Row Multiplication Detection
Create duplicate keys:
visits_dup <- visits %>%
add_row(ID = 1, TIME = 0.5, VISIT = "V1_dup")
pk_dup <- pk %>%
left_join(visits_dup, by = c("ID", "TIME"))
nrow(pk)[1] 5
nrow(pk_dup)[1] 6
Row count increases → duplicate keys detected.
Strategies
- Default to
left_join()when enriching PK data. - Always compare
nrow()before and after joins. - Use
anti_join()as a QC diagnostic. - Verify key uniqueness in the right-hand table.
- Be explicit with
by =.
Common Mistakes
- Ignoring row count changes
- Joining on incomplete keys
- Assuming keys are unique
- Using
inner_join()for enrichment - Not checking unmatched rows
Practice Problems
- Use
left_join()and confirm row counts remain constant. - Remove one ID from
cov_subjand testinner_join(). - Use
anti_join()to identify mismatches. - Join visits incorrectly using only
ID. What happens? - Create duplicate visit keys and observe row expansion.
- Use
full_join()and describe what new rows appear.
# 1
pk_left <- pk %>% left_join(cov_subj, by = "ID")

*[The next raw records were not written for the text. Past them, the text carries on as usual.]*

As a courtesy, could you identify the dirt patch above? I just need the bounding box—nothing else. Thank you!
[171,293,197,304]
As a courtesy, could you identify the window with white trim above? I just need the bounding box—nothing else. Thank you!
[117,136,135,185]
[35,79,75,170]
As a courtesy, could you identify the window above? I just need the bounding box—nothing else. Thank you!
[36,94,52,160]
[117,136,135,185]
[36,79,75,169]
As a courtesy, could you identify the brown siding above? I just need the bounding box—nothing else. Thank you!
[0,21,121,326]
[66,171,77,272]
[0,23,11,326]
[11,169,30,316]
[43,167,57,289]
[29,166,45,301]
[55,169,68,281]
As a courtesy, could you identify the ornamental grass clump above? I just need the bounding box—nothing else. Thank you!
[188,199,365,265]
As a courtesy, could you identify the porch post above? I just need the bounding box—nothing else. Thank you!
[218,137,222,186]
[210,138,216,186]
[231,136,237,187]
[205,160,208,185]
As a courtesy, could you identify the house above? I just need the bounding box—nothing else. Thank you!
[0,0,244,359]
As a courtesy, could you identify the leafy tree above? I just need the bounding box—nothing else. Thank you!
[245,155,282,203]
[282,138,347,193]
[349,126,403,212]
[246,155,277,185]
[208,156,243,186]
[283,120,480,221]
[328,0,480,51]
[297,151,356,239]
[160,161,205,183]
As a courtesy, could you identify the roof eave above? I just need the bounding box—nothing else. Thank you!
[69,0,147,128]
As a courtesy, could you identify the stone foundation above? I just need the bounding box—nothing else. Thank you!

stopifnot(nrow(pk_left) == nrow(pk))
# 2
cov_missing <- cov_subj %>% filter(ID != 2)
pk %>% inner_join(cov_missing, by = "ID")# A tibble: 3 × 8
ID TIME EVID AMT DV WT SEX AGE
<dbl> <dbl> <dbl> <dbl> <dbl> <dbl> <chr> <dbl>
1 1 0 1 100 NA 72 F 34
2 1 0.5 0 NA 2.1 72 F 34
3 1 1 0 NA 3.8 72 F 34
# 3
pk %>% anti_join(cov_subj, by = "ID")# A tibble: 0 × 5
# ℹ 5 variables: ID <dbl>, TIME <dbl>, EVID <dbl>, AMT <dbl>, DV <dbl>
# 4
pk %>% left_join(visits, by = "ID")# A tibble: 8 × 7
ID TIME.x EVID AMT DV TIME.y VISIT
<dbl> <dbl> <dbl> <dbl> <dbl> <dbl> <chr>
1 1 0 1 100 NA 0.5 V1
2 1 0 1 100 NA 1 V2
3 1 0.5 0 NA 2.1 0.5 V1
4 1 0.5 0 NA 2.1 1 V2
5 1 1 0 NA 3.8 0.5 V1
6 1 1 0 NA 3.8 1 V2
7 2 0 1 80 NA 0.5 V1
8 2 0.5 0 NA 1.6 0.5 V1
# 5
visits_dup <- visits %>%
add_row(ID = 1, TIME = 0.5, VISIT = "V1_dup")

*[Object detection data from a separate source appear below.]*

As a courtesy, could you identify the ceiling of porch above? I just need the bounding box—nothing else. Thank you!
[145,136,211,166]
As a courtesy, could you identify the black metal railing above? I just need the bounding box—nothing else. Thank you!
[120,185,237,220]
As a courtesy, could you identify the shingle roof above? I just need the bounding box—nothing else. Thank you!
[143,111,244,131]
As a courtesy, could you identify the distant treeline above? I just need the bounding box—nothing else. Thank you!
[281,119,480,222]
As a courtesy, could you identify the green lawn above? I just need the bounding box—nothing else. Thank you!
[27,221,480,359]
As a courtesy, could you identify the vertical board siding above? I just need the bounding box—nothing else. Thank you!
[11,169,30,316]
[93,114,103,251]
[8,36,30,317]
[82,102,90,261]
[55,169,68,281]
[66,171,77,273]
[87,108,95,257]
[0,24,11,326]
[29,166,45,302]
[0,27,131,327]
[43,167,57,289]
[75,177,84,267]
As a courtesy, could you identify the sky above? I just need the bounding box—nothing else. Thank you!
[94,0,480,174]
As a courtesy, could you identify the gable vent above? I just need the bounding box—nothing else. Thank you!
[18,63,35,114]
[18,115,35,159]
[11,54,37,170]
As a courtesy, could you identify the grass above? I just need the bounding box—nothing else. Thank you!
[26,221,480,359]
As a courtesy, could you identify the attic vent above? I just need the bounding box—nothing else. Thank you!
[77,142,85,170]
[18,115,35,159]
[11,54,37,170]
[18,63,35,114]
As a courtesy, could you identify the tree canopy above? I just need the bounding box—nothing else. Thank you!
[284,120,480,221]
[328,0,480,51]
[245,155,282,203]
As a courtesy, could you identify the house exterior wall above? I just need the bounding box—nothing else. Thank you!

pk %>% left_join(visits_dup, by = c("ID", "TIME"))# A tibble: 6 × 6
ID TIME EVID AMT DV VISIT
<dbl> <dbl> <dbl> <dbl> <dbl> <chr>
1 1 0 1 100 NA <NA>
2 1 0.5 0 NA 2.1 V1
3 1 0.5 0 NA 2.1 V1_dup
4 1 1 0 NA 3.8 V2
5 2 0 1 80 NA <NA>
6 2 0.5 0 NA 1.6 V1
# 6
pk %>% full_join(cov_subj, by = "ID")# A tibble: 6 × 8
ID TIME EVID AMT DV WT SEX AGE
<dbl> <dbl> <dbl> <dbl> <dbl> <dbl> <chr> <dbl>
1 1 0 1 100 NA 72 F 34
2 1 0.5 0 NA 2.1 72 F 34
3 1 1 0 NA 3.8 72 F 34
4 2 0 1 80 NA 88 M 41
5 2 0.5 0 NA 1.6 88 M 41
6 3 NA NA NA NA 95 M 29
Summary
You now understand:
- How each join type behaves structurally.
- Why
left_join()is safest for PMx enrichment. - How row multiplication and row loss occur.
- How to use
anti_join()andfull_join()as QC diagnostics.
Joins are structural operations.
Treat them as QC checkpoints, not just convenience tools.
- Default to
left_join(). - Always compare row counts before and after joins.
- Use
anti_join()to detect mismatches. - Include all necessary key columns.
- Duplicate keys cause row multiplication.
- Inner joins can silently drop PK records.